A collection of my personal projects

DataScout AI: A Retrieval-Augmented Generation (RAG) LLM Application for Website and PDF Querying
DataScout AI is a large language model chatbot application that simplifies data retrieval and analysis by using Retrieval-Augmented Generation (RAG). Built with LangChain and OpenAI GPT 3.5 Turbo model, it allows users to query information from uploaded documents (PDF, DOCX, TXT) and URLs in natural language. The app processes data by extracting content, splitting into manageable chunks, generating embeddings, and storing them in a FAISS vector index for efficient search and retrieval. Users can ask questions in natural language, and the app retrieves relevant information from the indexed content to generate accurate, source-backed answers in real time. Deployed on Streamlit Cloud, DataScout AI is a scalable and user-friendly solution for anyone looking to streamline the process of extracting insights from large volumes of text.

Advanced Loan Default Classification
Developed a machine learning model to assist lenders in the SBA loan approval process focusing on key features like loan term, issuing bank, and business location. The model, trained on historical data, predicts loan repayment likelihood, helping lenders make informed decisions that support responsible lending while increasing access to capital for qualified small businesses. Multiple machine learning models, including Logistic Regression, GLM, GBM, XGBoost, LightGBM, Random Forest and Decision Tree, were evaluated, with the Decision Tree model achieving a robust 89% accuracy and an F1 score of 0.886. The project prioritized the F1 score to ensure balanced precision and recall, addressing imbalanced data challenges. SHAP was used for model explainability, offering deep insights into feature importance, thereby streamlining the loan assessment process and reducing lending risks.
Satellite-based model for rice crop mapping and monitoring
This project involved developing a satellite-based model to map and monitor rice crops in An Giang province, Vietnam, using Sentinel-1 radar and Landsat 8-9 imagery. The model processed these datasets to accurately distinguish between rice and non-rice fields across 600 georeferenced locations. It addresses the challenges faced by Vietnam's rice industry in the Mekong Delta, which is threatened by land degradation, climate change, and rising sea levels. By leveraging satellite data and machine learning, the project aims to improve precision agriculture, inform agricultural policy, enhance market intelligence, and optimize water resource management, ultimately ensuring food security and sustainability in the region.

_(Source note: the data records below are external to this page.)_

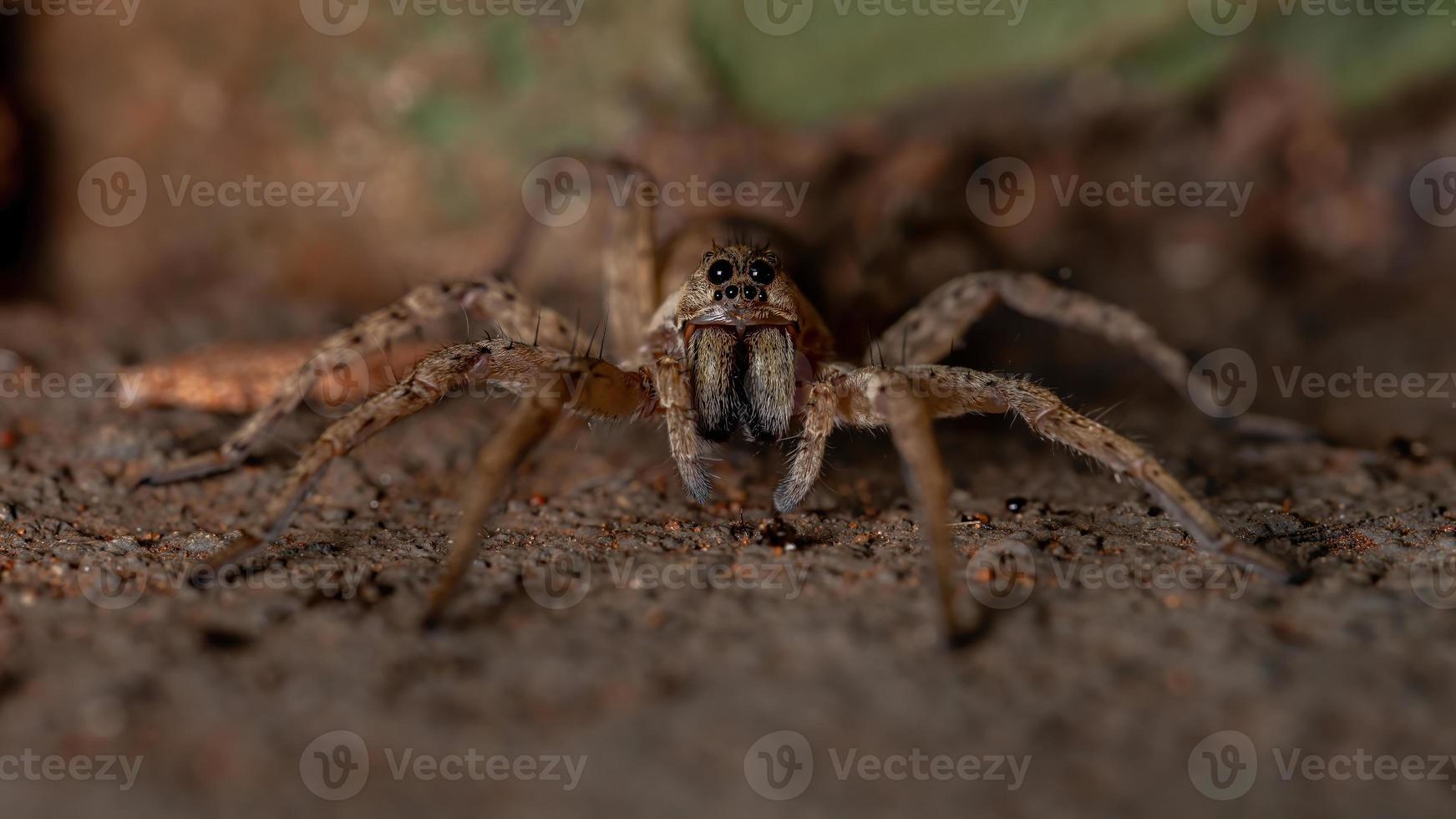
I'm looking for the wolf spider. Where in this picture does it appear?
[143,178,1284,638]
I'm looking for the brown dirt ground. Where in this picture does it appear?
[0,320,1456,817]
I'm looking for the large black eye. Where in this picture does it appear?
[748,259,774,284]
[708,259,733,284]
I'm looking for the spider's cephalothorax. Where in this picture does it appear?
[149,167,1280,638]
[676,245,807,441]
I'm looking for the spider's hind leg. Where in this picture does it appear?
[195,339,652,613]
[141,280,571,484]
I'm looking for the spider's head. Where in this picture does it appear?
[677,245,799,332]
[676,245,807,440]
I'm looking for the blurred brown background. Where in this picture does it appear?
[0,0,1456,445]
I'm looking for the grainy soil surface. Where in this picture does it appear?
[0,322,1456,819]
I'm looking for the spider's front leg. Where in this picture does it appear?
[195,339,652,615]
[774,366,1287,640]
[865,272,1311,439]
[141,280,572,484]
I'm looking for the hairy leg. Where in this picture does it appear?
[425,398,562,625]
[196,339,651,568]
[652,357,713,503]
[866,272,1190,392]
[603,162,661,360]
[866,373,968,643]
[774,382,839,511]
[840,366,1287,578]
[143,280,572,484]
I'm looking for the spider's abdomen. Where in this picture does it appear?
[687,327,794,441]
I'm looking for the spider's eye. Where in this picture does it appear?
[748,259,774,284]
[708,259,733,284]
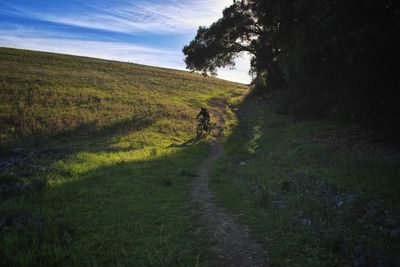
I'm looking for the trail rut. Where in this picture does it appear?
[192,101,267,266]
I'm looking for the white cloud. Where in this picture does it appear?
[3,0,232,34]
[0,0,250,83]
[0,33,182,68]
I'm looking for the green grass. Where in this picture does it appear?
[211,91,400,266]
[0,48,247,266]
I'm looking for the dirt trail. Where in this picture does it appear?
[192,103,267,266]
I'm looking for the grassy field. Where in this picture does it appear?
[0,48,247,266]
[211,93,400,266]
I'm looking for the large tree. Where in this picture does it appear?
[183,0,400,133]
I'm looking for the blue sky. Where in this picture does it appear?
[0,0,250,83]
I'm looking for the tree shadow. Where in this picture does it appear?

Movie recommendation system
This project developed a personalized movie recommendation system to address the overwhelming number of choices available on streaming platforms. Using the MovieLens 25M dataset, the project explores various recommendation techniques, including content-based filtering, collaborative filtering, and Item-Item recommendations with k-Nearest Neighbors (kNN). By using advanced algorithms, the system analyzes user preferences and movie attributes to provide tailored recommendations. This helps users spend less time searching and more time enjoying great movies.

COVID-19 SQL data exploration
This project focuses on analyzing COVID-19 trends and insights using SQL on a comprehensive global dataset that includes case counts, vaccination rates, mortality rates, and demographic data. The goal is to identify critical patterns, such as the relationship between vaccination coverage and infection rates, the effectiveness of public health interventions, and the geographic and demographic factors influencing the spread of the virus. Through advanced SQL querying and data manipulation, this project aims to generate actionable insights that can inform public health policies, enhance pandemic response strategies, and deepen our understanding of COVID-19’s impact on different populations.